Эпизоды православного самиздата: обман экспертиз и уход от погонь
«Высокопреосвященный Питирим, в то время митрополит Крутицкий и Коломенский, сыграл в нашей судьбе большую роль. Это был человек особенный. Во время войны, когда немцы вывозили молодёжь в Германию, он пришёл на железнодорожный вокзал, вышел на пути вместе с духовенством, совершил крестный ход, затем встал на колени и стоял до тех пор, пока не пришел поезд, к которому присоединили вагоны с молодёжью.
Владыка стал умолять выбежавших на пути немцев отпустить молодёжь. Немцы пошли навстречу горячим мольбам владыки и отпустили молодёжь. Такие дела не очень радованаристов.
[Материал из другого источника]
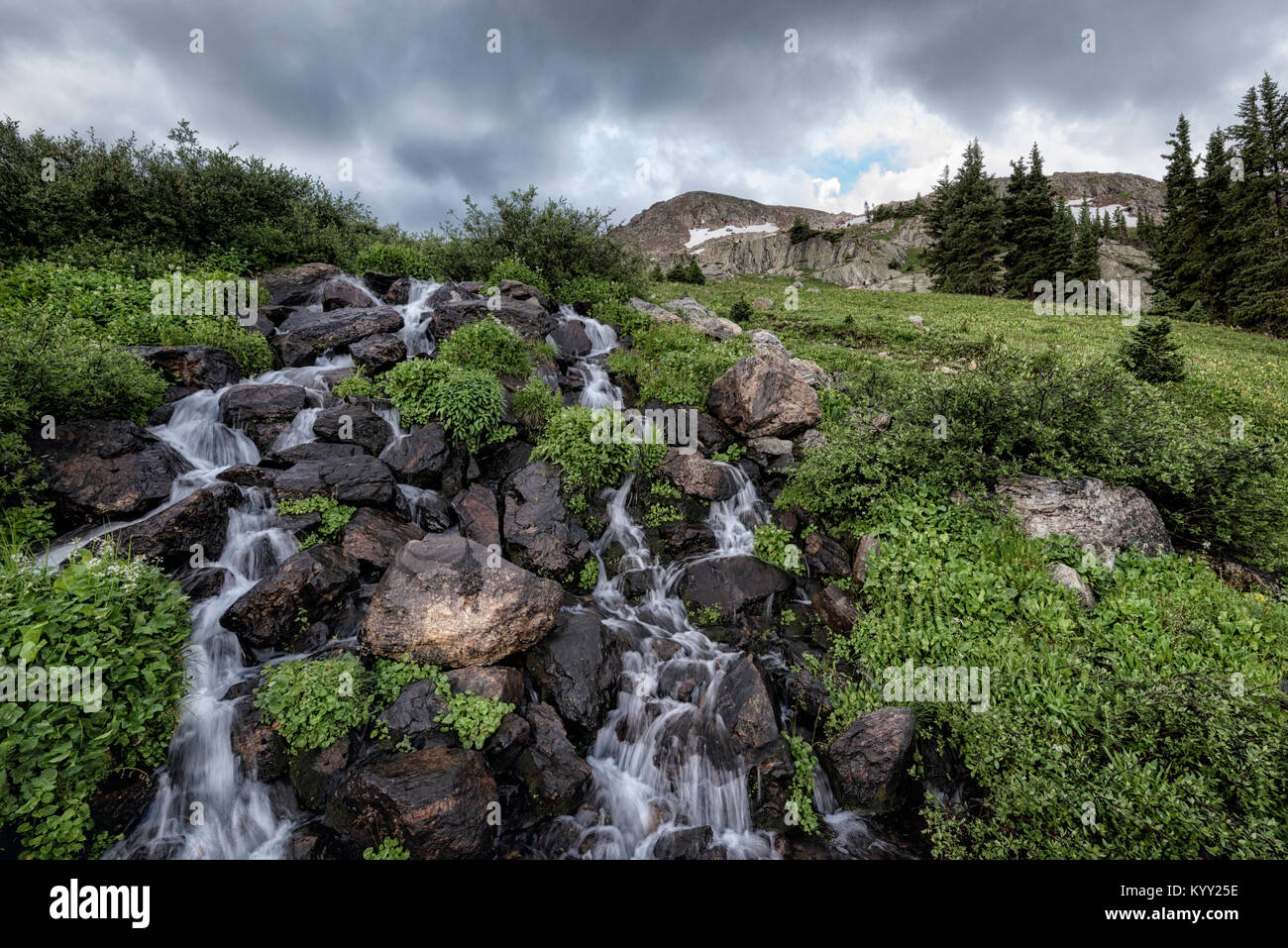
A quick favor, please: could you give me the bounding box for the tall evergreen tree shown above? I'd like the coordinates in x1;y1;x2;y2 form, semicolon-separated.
1070;196;1100;279
926;139;1004;296
1151;115;1205;313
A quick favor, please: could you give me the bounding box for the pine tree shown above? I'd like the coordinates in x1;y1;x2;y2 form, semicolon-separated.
1151;115;1205;313
1070;196;1100;280
926;139;1004;296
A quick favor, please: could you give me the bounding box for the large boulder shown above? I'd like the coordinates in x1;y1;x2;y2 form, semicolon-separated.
514;703;591;816
269;306;402;366
219;385;312;451
358;536;563;669
680;557;796;616
259;263;343;306
130;345;242;389
106;483;241;572
821;707;915;812
713;655;787;771
340;507;425;576
325;747;499;859
380;421;452;487
31;420;192;529
313;402;394;455
525;612;627;735
219;545;358;651
273;446;402;506
996;474;1172;555
658;448;738;500
499;461;590;574
707;356;821;438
Узнав об этом, владыка в срочном порядке обвенчал всех студентов, имевших невест, и с такой же срочностью рукоположил. От полного вывода за штат владыку спас Святейший Патриарх Алексий I, благосклонно относившийся к нему.
Он сумел назначить его Митрополитом Крутицким и Коломенским. Вот к этому знаменитому Питириму мы и попали. Принял он нас хорошо и, заинтересовавшись нашими делами, сказал: - Икон уже достаточно, повсеместно к этому делу подключились кустари, а вот в молитвословах в стране большая нужда. Да что там - настоящий голод. Так не займетесь?
Мы с готовностью согласились. И нас вскоре обучила методу шелкографии супруга Серафима Демидова, Тамара Петровна. Старые церковники, наверное, хорошо помнят знаменитых братьев Демидовых, Царствие им Небесное. С Божией помощью довольно быстро устроили подпольную типографию и начали издавать молитвословы, с тремя Акафистами и семью канонами методом шелкографии и ручного штампования. Процесс был крайне трудоёмкий, книги получались крупные, как альбомы.
Запускали сразу партию по 2500 книг, в 100 страниц каждая. Переплетали, просверливая дрелью, и связывая тесёмками. Реального дохода от издания практически не было, несмотря на огромный спрос, поскольку внешний вид книг был крайне доморощенный, поэтому для содержания людей мы печатали параллельно пояса «Живый в помощи», и от продажи их кормили всех работников типографии, а работало у нас и временно и постоянно около ста человек.
Вскоре умер владыка Питирим. Но помощь нашей типографии не прекращалась. Нашей Киновии помогали и владыка Никодим, и владыка Ювеналий, и многие другие архиереи. В связи с этим хочется сказать несколько слов о теперешнем Святейшем Патриархе Алексие II, который тогда был совсем молодым Таллинским епископом.
Мы тоже не раз обращались к нему за первоначальной материальной помощью для издательства, и он ни разу не отказал. А однажды спас нас, во время подсказав, чтобы мы не вздумали обратиться к одному очень внешне приветливому епископу и не вздумали рассказать ему о Киновии, а тем более об издательстве молитвословов, ибо тот немедленно бы предал нас.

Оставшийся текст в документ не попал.